Aims: To compare the impact on weight and exercise of a 2-year church-based diabetes risk reduction programme in four churches in South Auckland, New Zealand.

Methods: A prospective non-randomized controlled study of a modular lifestyle and diabetes awareness intervention programme applying community development principles. The study involved four complete church congregations, two Samoan and two Tongan, with 516 participants at commencement. Risk of Type 2 diabetes is high among both ethnic groups.

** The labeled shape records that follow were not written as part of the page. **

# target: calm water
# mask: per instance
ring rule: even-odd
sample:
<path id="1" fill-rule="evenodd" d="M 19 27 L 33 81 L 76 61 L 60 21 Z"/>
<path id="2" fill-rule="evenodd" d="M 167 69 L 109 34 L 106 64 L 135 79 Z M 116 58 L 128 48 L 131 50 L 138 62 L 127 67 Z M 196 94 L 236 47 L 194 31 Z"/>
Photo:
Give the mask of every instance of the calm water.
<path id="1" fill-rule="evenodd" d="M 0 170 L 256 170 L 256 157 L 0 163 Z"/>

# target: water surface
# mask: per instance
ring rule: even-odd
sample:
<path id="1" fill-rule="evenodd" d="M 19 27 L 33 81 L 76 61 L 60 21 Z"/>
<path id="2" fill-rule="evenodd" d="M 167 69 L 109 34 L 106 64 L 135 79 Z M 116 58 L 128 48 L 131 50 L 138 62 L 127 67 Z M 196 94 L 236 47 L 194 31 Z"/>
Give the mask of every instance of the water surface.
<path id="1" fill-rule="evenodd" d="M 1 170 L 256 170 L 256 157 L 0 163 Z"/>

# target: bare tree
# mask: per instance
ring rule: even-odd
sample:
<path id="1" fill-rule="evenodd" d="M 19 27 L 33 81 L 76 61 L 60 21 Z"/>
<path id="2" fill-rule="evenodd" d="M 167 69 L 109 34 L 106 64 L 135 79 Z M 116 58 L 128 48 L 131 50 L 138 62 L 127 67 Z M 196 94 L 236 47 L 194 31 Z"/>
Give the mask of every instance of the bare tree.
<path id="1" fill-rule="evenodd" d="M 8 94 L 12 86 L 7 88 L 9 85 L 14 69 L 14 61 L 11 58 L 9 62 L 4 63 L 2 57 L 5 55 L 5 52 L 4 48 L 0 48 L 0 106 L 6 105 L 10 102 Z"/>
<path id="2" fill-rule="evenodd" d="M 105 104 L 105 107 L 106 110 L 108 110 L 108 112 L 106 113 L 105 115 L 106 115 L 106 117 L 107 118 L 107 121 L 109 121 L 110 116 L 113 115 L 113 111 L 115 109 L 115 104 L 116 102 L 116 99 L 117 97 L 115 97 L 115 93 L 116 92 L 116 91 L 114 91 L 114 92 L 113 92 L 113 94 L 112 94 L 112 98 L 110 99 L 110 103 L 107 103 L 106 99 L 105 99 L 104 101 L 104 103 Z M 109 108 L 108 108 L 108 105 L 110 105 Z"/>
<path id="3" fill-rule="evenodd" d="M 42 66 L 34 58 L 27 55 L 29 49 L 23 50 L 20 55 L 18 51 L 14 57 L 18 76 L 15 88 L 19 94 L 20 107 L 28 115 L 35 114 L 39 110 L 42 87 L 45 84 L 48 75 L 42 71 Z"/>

Results: Overall, 285 subjects were available for their second assessment. In one intervention church, weight gain was controlled (vs. control 0 +/- 4.8 vs. +3.1 +/- 9.8 kg, respectively; P=0.05), diabetes knowledge (+46 +/- 26% vs. +4 +/- 17%; P<0.001) and regular exercise (at least 3 days per week: +22% vs. -8%; P=0.032) increased and readiness to change weight (P=0.007) shifted towards maintenance (e.g. maintenance +41% vs. +8%, respectively). The other intervention church increased diabetes knowledge (+19 +/- 24 vs. +8 +/- 25; P<0.024), but no other significant personal changes occurred. Attendance and perceived utility of the programme were greater in the first intervention church.

Conclusions: A moderate intensity, community-based, structured diabetes awareness and lifestyle programme can reduce diabetes risk, but increasing diabetes knowledge alone is not necessarily associated with healthier lifestyle choices. Continuous and detailed monitoring of penetration of interventions may be essential to help guide the timing of interventions and identify the need for additional strategies to increase participation and motivation.